The benchmark 10-year Treasury yield ticked lower yesterday, touching 2.16%–close to a three-month low, based on daily figures from Treasury.gov. As recently as late-June the 10-year had been just a tick under 2.50%.
Is this a sign that the Fed won’t begin raising interest rates next month? That’s still an open question, in part because the 2-year yield—considered the most sensitive spot on the yield curve for rate expectations—continues to hold on to its recent gains. Indeed, the 2-year yield remains in the low 0.7% range, which is near the highest levels in almost five years. For those who think the central bank is set to begin squeezing monetary policy at the September FOMC meeting, the 2-year yield is one of the smoking guns that support such forecasts.
But skeptics wonder if the Fed is likely to begin hiking rates while inflation remains subdued. The labor market continues to rise at a brisk pace through July, but inflation remains well below the bank’s 2% target rate. The headline personal consumption expenditures price index is hovering just above zero on a year-over-year basis. Core PCE is higher, rising at roughly 1.3% a year recently. But the outlook for inflation remains low—and falling, based on the Treasury market’s forecasts.
The implied inflation estimate via the yield spread on the nominal 10-year Treasury less its inflation-indexed counterpart slipped below 1.60% yesterday for the first time since January.
This is worrisome when you consider that the current outlook for economic growth in the third quarter is weak—considerably weaker than Q2’s modest 2.3% advance for GDP.
The Atlanta Fed’s Q3 forecast for GDP growth is currently a thin 0.7%, based on the Aug. 13 update. Forecasts from economists are still looking for a stronger Q3, although the impressive record of the GDPNow estimates this year raises questions about the crowd’s higher expectations.

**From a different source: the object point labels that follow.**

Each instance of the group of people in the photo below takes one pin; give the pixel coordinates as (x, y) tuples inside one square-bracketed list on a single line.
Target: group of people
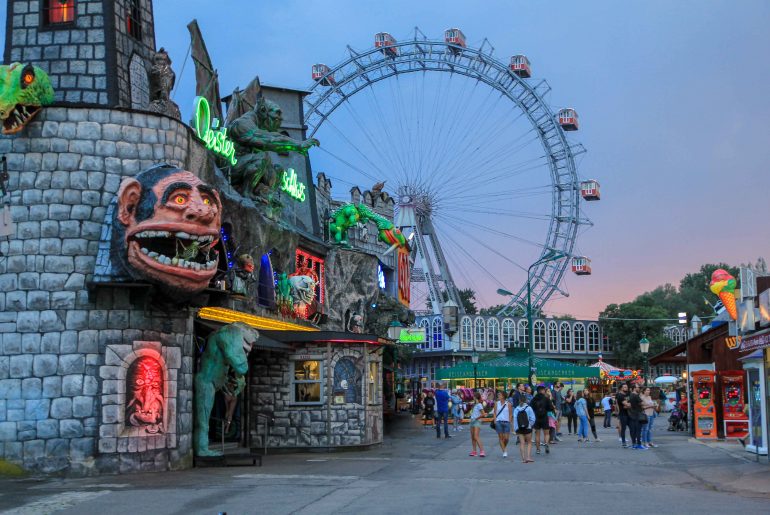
[(524, 414), (637, 411)]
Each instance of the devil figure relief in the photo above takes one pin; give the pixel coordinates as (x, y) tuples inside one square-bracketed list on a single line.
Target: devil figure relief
[(165, 229)]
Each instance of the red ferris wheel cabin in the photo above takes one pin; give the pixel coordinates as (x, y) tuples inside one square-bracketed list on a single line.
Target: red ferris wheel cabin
[(520, 66), (568, 119), (386, 43)]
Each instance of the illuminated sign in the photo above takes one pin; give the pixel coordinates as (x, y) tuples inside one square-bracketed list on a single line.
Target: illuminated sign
[(412, 335), (291, 185), (404, 284), (210, 133)]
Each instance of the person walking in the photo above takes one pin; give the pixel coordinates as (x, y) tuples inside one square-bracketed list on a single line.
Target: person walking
[(569, 410), (621, 401), (634, 416), (581, 412), (540, 406), (607, 408), (551, 418), (503, 418), (523, 422), (457, 411), (476, 413), (558, 402), (650, 408), (442, 411), (591, 406), (429, 409)]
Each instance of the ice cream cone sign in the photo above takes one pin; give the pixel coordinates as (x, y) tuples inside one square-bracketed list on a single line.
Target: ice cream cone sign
[(723, 285)]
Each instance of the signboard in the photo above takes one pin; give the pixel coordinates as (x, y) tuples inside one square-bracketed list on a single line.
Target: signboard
[(208, 130), (404, 276), (292, 186), (755, 342), (764, 308), (412, 335)]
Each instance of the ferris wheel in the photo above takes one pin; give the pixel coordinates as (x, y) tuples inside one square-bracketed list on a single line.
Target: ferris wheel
[(481, 167)]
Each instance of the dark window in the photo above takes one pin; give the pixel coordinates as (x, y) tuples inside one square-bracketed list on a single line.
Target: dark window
[(56, 12), (134, 19)]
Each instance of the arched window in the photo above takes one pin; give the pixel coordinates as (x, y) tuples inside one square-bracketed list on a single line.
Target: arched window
[(523, 334), (553, 337), (424, 323), (594, 338), (466, 334), (493, 332), (479, 338), (580, 337), (565, 332), (509, 333), (438, 333), (539, 335)]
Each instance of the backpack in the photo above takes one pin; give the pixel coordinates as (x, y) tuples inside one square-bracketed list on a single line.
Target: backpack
[(522, 419)]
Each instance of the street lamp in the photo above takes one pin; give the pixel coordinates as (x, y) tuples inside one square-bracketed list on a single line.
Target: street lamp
[(551, 255), (644, 346)]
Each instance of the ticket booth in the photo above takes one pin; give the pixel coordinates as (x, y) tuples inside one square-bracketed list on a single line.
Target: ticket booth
[(735, 420), (705, 415)]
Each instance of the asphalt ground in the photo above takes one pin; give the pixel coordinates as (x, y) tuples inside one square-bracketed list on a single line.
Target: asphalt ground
[(415, 472)]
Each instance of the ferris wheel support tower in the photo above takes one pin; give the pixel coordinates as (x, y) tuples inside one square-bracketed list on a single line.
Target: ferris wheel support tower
[(413, 212)]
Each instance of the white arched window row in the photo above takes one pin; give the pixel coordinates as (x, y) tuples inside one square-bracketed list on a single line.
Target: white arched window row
[(479, 338), (565, 336), (523, 334), (553, 337), (509, 333), (594, 338), (539, 336), (438, 333), (466, 334), (579, 337), (493, 334)]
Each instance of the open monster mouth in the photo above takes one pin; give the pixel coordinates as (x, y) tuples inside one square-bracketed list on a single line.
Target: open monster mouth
[(179, 250), (18, 118)]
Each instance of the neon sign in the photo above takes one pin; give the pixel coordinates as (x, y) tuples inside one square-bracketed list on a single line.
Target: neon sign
[(210, 133), (291, 185)]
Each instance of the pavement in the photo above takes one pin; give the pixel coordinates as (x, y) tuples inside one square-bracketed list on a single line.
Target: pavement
[(416, 472)]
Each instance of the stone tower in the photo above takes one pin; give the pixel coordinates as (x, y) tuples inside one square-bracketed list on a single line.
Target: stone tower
[(96, 52)]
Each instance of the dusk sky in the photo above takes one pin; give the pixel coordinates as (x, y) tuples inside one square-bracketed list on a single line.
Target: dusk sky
[(672, 96)]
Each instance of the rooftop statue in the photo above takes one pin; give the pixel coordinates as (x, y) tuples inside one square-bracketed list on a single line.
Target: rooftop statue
[(256, 133), (23, 92)]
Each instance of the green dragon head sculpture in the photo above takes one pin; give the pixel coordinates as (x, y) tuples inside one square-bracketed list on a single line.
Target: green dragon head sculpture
[(24, 89)]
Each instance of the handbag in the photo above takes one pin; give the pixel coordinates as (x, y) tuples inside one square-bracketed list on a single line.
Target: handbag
[(492, 424)]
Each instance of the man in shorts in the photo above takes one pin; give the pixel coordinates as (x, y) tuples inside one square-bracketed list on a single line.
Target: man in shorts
[(540, 406)]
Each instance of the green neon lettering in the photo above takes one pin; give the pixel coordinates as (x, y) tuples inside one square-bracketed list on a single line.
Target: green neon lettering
[(208, 131), (291, 185)]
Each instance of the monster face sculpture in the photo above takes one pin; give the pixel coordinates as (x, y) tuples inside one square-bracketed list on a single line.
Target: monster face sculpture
[(23, 91), (165, 228)]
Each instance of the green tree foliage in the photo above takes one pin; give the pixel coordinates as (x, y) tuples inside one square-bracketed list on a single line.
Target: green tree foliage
[(664, 302)]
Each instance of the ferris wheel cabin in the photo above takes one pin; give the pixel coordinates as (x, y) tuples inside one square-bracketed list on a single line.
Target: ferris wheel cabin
[(321, 73), (386, 43), (520, 66), (581, 265), (456, 38), (568, 119), (589, 190)]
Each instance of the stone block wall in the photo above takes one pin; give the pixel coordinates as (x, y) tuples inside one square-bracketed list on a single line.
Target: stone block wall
[(300, 426), (64, 169)]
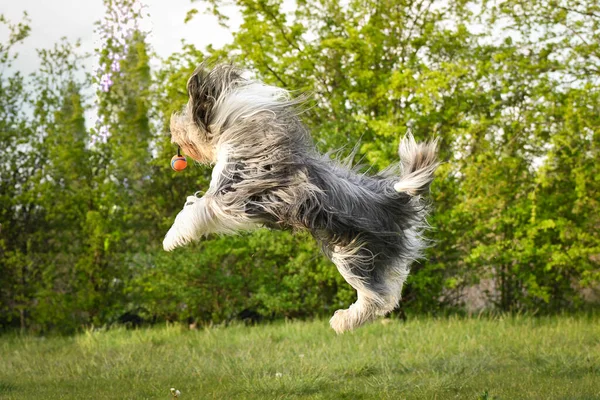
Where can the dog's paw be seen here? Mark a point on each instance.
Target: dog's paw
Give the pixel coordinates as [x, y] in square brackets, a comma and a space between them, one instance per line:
[172, 241]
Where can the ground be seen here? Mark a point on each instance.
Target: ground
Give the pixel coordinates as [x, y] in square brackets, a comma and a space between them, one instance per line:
[423, 358]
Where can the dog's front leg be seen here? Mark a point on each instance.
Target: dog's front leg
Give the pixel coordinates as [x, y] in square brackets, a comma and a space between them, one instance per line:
[197, 218]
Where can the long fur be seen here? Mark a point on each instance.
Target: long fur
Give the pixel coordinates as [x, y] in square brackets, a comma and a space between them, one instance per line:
[268, 173]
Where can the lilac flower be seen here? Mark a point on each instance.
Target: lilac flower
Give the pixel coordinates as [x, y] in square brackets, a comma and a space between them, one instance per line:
[104, 133]
[115, 66]
[106, 82]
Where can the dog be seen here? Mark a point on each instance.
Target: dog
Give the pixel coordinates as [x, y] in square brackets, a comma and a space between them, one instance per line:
[268, 173]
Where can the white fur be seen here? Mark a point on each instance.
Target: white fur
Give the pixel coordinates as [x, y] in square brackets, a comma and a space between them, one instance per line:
[203, 216]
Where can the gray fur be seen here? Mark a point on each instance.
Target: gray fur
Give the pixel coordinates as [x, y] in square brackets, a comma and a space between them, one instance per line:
[269, 174]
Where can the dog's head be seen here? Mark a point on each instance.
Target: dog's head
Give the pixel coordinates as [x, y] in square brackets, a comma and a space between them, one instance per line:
[220, 100]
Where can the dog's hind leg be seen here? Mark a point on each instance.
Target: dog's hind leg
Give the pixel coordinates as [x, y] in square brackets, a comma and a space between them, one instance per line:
[374, 298]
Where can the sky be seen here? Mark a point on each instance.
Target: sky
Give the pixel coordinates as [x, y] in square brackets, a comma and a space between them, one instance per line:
[74, 19]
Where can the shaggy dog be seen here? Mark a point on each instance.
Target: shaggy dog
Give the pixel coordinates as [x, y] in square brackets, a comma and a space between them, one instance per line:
[267, 173]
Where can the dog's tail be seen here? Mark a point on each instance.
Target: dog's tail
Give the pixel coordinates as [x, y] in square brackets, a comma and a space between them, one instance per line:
[419, 161]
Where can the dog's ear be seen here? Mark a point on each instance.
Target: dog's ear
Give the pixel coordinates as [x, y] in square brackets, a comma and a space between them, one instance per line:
[201, 100]
[205, 87]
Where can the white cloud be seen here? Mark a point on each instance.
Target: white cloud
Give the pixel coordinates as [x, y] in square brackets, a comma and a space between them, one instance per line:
[75, 19]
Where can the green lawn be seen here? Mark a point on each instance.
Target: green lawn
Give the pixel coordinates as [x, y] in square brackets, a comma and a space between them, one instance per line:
[501, 358]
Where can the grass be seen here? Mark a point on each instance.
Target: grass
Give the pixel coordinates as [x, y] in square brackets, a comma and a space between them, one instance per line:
[488, 358]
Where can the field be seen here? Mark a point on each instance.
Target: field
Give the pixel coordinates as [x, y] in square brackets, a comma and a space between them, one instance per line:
[424, 358]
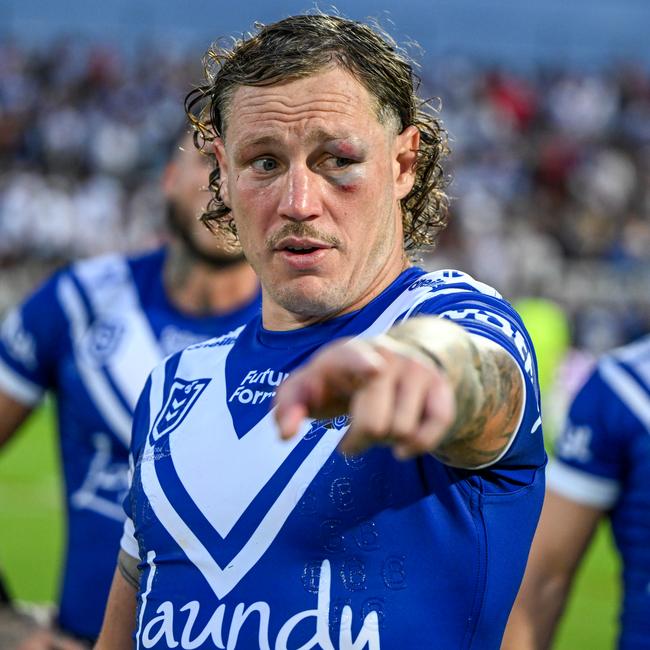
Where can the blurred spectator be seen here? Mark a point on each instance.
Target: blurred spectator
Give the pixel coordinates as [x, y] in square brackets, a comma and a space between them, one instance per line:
[551, 172]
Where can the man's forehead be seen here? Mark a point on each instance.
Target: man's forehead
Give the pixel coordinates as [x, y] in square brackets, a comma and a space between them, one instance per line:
[331, 102]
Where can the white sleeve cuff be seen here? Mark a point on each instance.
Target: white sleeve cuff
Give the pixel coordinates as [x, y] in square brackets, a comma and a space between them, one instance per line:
[582, 487]
[128, 542]
[19, 388]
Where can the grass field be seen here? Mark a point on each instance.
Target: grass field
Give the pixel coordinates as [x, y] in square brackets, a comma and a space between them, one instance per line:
[31, 540]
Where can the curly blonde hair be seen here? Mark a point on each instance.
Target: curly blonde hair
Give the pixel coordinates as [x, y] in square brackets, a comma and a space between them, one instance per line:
[300, 46]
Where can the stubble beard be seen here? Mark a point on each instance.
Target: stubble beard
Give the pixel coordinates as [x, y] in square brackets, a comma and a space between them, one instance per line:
[325, 298]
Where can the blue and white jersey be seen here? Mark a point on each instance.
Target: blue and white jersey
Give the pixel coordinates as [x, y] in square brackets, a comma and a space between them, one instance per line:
[603, 461]
[92, 334]
[246, 541]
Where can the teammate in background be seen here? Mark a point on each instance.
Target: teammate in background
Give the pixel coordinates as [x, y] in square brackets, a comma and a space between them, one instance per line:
[250, 529]
[91, 334]
[601, 469]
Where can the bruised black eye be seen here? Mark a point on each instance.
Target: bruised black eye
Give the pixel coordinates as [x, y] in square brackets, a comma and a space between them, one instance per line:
[337, 162]
[264, 164]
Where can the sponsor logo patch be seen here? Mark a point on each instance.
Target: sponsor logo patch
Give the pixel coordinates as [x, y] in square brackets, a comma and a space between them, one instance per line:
[182, 397]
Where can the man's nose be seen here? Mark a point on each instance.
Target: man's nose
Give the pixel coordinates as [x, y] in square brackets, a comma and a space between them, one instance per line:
[301, 194]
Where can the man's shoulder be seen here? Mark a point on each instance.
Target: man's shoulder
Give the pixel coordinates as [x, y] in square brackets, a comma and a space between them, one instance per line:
[451, 280]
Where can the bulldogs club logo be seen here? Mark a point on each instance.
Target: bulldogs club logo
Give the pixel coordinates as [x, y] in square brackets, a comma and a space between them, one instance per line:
[182, 397]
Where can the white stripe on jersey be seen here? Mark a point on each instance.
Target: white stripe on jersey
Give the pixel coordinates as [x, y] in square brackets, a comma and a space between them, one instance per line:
[106, 402]
[18, 387]
[627, 389]
[151, 556]
[109, 286]
[637, 356]
[582, 487]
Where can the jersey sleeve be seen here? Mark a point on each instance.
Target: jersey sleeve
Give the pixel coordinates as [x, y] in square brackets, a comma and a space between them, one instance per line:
[486, 314]
[32, 340]
[589, 461]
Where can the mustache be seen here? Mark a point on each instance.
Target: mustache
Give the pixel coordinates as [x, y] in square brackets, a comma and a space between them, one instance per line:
[301, 229]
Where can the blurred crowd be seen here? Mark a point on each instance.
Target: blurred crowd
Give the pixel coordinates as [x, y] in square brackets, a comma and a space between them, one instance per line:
[550, 173]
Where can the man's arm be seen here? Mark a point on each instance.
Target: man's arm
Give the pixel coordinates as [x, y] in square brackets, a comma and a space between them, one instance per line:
[12, 415]
[427, 386]
[563, 535]
[119, 618]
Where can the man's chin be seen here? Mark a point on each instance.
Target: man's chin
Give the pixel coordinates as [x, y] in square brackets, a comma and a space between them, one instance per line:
[308, 298]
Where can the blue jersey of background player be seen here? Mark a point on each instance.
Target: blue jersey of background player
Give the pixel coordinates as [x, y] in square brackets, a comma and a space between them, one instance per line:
[91, 334]
[602, 468]
[249, 528]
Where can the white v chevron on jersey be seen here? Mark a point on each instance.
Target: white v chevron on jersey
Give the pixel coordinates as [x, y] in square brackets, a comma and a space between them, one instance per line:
[239, 468]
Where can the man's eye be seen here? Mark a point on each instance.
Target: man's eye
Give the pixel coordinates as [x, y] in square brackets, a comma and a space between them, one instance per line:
[264, 165]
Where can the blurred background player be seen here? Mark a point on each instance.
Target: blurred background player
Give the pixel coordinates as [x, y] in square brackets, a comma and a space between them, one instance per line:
[601, 469]
[91, 334]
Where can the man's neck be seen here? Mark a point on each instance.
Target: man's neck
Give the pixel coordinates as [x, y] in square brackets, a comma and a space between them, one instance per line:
[198, 289]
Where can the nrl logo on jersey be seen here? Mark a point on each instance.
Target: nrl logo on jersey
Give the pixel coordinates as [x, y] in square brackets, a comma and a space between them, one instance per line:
[182, 396]
[102, 340]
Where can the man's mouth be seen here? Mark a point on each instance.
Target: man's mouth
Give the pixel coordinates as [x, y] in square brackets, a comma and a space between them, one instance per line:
[302, 252]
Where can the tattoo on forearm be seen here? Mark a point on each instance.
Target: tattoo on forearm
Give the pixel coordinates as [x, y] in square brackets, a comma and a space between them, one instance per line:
[489, 395]
[488, 388]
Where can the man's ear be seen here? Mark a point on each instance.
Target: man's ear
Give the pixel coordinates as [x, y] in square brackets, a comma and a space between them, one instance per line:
[222, 161]
[407, 144]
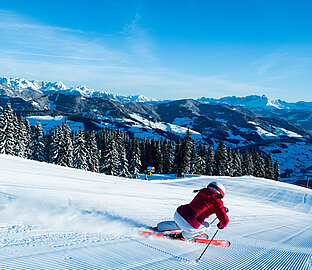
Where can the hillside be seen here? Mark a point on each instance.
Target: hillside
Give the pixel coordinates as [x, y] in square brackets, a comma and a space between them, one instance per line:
[252, 122]
[53, 217]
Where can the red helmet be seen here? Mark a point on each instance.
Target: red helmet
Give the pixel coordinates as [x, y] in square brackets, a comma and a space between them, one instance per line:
[217, 187]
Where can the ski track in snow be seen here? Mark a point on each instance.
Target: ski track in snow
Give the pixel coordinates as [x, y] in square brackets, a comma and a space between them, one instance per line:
[60, 218]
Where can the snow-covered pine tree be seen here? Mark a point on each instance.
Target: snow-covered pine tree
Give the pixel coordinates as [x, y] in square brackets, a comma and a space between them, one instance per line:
[123, 164]
[193, 158]
[169, 149]
[65, 155]
[110, 159]
[8, 131]
[269, 168]
[259, 164]
[183, 154]
[276, 171]
[221, 160]
[230, 161]
[210, 163]
[37, 145]
[54, 148]
[27, 138]
[80, 154]
[159, 156]
[199, 165]
[247, 166]
[135, 160]
[236, 162]
[94, 159]
[20, 148]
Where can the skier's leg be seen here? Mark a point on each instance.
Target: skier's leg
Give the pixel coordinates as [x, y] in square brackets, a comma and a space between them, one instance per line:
[167, 226]
[188, 231]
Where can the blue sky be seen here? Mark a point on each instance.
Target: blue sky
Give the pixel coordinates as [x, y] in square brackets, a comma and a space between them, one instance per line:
[162, 49]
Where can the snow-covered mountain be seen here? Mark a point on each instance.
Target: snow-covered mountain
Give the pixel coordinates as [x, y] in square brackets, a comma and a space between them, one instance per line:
[24, 88]
[275, 127]
[299, 113]
[53, 217]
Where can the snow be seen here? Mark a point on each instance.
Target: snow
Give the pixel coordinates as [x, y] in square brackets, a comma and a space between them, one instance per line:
[221, 120]
[53, 217]
[49, 122]
[143, 127]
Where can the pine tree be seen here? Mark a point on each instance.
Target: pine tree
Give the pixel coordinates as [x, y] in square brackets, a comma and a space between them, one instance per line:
[276, 171]
[199, 165]
[37, 145]
[236, 163]
[110, 159]
[135, 161]
[169, 149]
[183, 154]
[193, 157]
[80, 153]
[269, 168]
[65, 155]
[54, 146]
[27, 138]
[259, 164]
[221, 160]
[20, 147]
[210, 163]
[123, 168]
[248, 166]
[94, 159]
[7, 132]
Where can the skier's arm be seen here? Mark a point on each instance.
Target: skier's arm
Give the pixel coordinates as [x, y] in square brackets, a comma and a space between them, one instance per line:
[222, 216]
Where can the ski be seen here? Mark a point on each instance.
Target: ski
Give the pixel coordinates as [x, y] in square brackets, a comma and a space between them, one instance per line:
[198, 239]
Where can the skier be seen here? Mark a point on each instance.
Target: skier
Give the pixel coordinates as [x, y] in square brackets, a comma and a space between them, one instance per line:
[190, 218]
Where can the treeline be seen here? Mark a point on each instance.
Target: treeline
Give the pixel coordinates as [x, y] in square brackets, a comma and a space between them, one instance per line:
[115, 153]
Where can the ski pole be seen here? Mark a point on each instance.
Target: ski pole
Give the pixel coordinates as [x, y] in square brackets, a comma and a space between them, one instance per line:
[197, 260]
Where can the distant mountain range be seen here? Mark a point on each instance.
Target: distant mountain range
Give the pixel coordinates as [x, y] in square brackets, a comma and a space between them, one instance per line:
[277, 127]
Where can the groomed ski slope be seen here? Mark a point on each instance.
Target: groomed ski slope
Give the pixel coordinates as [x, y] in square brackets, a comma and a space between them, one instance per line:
[53, 217]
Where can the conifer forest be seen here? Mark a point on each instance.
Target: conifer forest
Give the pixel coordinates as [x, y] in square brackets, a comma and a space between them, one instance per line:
[116, 153]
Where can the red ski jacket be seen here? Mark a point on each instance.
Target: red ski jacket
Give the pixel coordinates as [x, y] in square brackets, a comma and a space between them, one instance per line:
[204, 204]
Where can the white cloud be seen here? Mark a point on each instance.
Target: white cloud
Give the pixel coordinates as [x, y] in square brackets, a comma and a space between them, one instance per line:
[43, 52]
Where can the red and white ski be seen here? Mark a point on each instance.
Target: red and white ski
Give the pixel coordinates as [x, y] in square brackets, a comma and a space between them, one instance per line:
[198, 239]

Adding to the perception of weakness: yesterday’s surprising tumble in the New York Fed Index for this month’s reading. “It was not a good start to the August data, and a stronger dollar, weak growth overseas and a still 2 percent U.S. economy doesn’t lend itself to a robust manufacturing outlook,” wrote Peter Boockvar, chief market analyst at The Lindsey Group, in a note to clients.
Falling estimates for inflation and economic growth aren’t the raw material for inspiring rate hikes. Then again, with nonfarm payrolls still rising at a 200,000-plus rate each month lately, there’s room for debate. Meanwhile, recession risk remains low through July, as my proprietary business cycle analysis will likely reveal when I update the numbers tomorrow.
Nonetheless, the case for raising rates is hardly a slam-dunk decision at this stage, which is why the implied probability of a rate hike next month via CME’s Fed fund futures is currently just 41% this morning.
Keep in mind that it’s still early for profiling the macro trend through August. Meanwhile, the weakness in manufacturing doesn’t seem to be infecting the services sector, which continues to post a robust rate of growth. The ISM Non-Manufacturing Index for July jumped to its highest level on record (albeit for a data set that dates to 2008). Considering that services account for the lion’s share of US economic activity and employment, it’s unlikely that the macro trend is about to fall off a cliff. But that doesn’t mean that growth is poised to impress.
The bottom line: modest if not sluggish growth and subdued inflation will likely give the Fed an excuse to delay the first rate hike beyond September. There’s enough forward momentum to keep the US economy expanding for the near term. But interpreting the trend as worthy of tighter monetary policy remains a bit of a stretch until (if) we see stronger numbers on a consistent basis.